# 2007 model Swift



## Rapide561 (Oct 1, 2005)

Hi

You can see the new low profile models here

http://www.ultimatelowprofile.co.uk/

Whilst the roof light above the cab is a great idea, I sincerely hope it is fited with a thick blind.

Any coach people amongst us will remember the Duple 425. Lovely curved piece of glass right over the drivers seat - perfect for getting overheated!

Rapide561


----------



## Pusser (May 9, 2005)

I have one or three reservations about build quality from reading posts on here unless of course I am getting confused with something else.


----------



## Rapide561 (Oct 1, 2005)

*build quality*

LOL LOL

Rapide561


----------



## geraldandannie (Jun 4, 2006)

Nice website, but the floorplans look very same-y to me.

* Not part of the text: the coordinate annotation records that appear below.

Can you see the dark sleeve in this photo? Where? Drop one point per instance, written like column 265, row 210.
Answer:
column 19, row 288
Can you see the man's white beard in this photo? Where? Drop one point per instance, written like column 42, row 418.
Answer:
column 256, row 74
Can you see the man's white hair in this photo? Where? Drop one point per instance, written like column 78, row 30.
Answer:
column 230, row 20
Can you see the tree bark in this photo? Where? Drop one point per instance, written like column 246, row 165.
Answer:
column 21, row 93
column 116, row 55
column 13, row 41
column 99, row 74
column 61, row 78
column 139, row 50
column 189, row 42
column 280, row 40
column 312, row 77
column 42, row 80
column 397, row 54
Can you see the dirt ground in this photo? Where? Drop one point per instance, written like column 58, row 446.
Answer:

I saw some at Shepton Mallet, and they were OK. I opened the roundy-cupboard thing with the grey twirly container thing inside. "This is clever," says Annie. I spun it, and at one point in its rotation, it caught on part of the frame  

This actually showed up in a number of motorhomes. Okay, there's hundreds of people crawling over them during the day, but by the end of Saturday, there were many which were showing signs of wear and tear. On a couple of them, I saw frayed itty-bitty pieces of carpet on narrow steps leading to a bed over a garage. Cupboard doors wouldn't shut properly. One drawer we opened came completely out and fell on the floor.

Perhaps if the salesmen had spent less time polishing their shoes, and more time preparing their vans, they might have lasted the distance better.

Gerald


----------



## Pusser (May 9, 2005)

gerannpasa said:


> Nice website, but the floorplans look very same-y to me. I saw some at Shepton Mallet, and they were OK. I opened the roundy-cupboard thing with the grey twirly container thing inside. "This is clever," says Annie. I spun it, and at one point in its rotation, it caught on part of the frame
> 
> This actually showed up in a number of motorhomes. Okay, there's hundreds of people crawling over them during the day, but by the end of Saturday, there were many which were showing signs of wear and tear. On a couple of them, I saw frayed itty-bitty pieces of carpet on narrow steps leading to a bed over a garage. Cupboard doors wouldn't shut properly. One drawer we opened came completely out and fell on the floor.
> 
> ...


That's it then. No sales for Swift this year.


----------



## geraldandannie (Jun 4, 2006)

I'll try not to lose too much sleep over it. It _is_ a nice website, though. Very dramatic. Shame you can't tour in a website.

I'm sure all the little problem-ettes will get sorted out by the time a customer comes to collect their P&J. If not, then I'm sure very soon after. Well, as soon as possible, anyway. As long as no parts are required. Or labour.

Or am I being too cynical?

Gerald


----------



## trevorf (May 16, 2005)

I agree the low profile with roof light design looks great. The downside is you loose alot of overhead locker space.  

Trevor


----------



## ingram (May 12, 2005)

Well, we liked them; with a preference for the 'FB' fixed bed models; not perfect of course but pretty well our favourites in the whole show.

I noticed some less than perfect 'finishing' here and there but it seems that these display models were 'prototypes' and presumably were a bit of a rushed build.................. that is unless we were in a different 'van when that comment was made. So many to look at ........ someone sitting in the Ace Airstream thought that they were in a Lunar untill we put them right; "It's made by Swift" I said. Oh! they had been put off Swift by someone else .....

Harvey


----------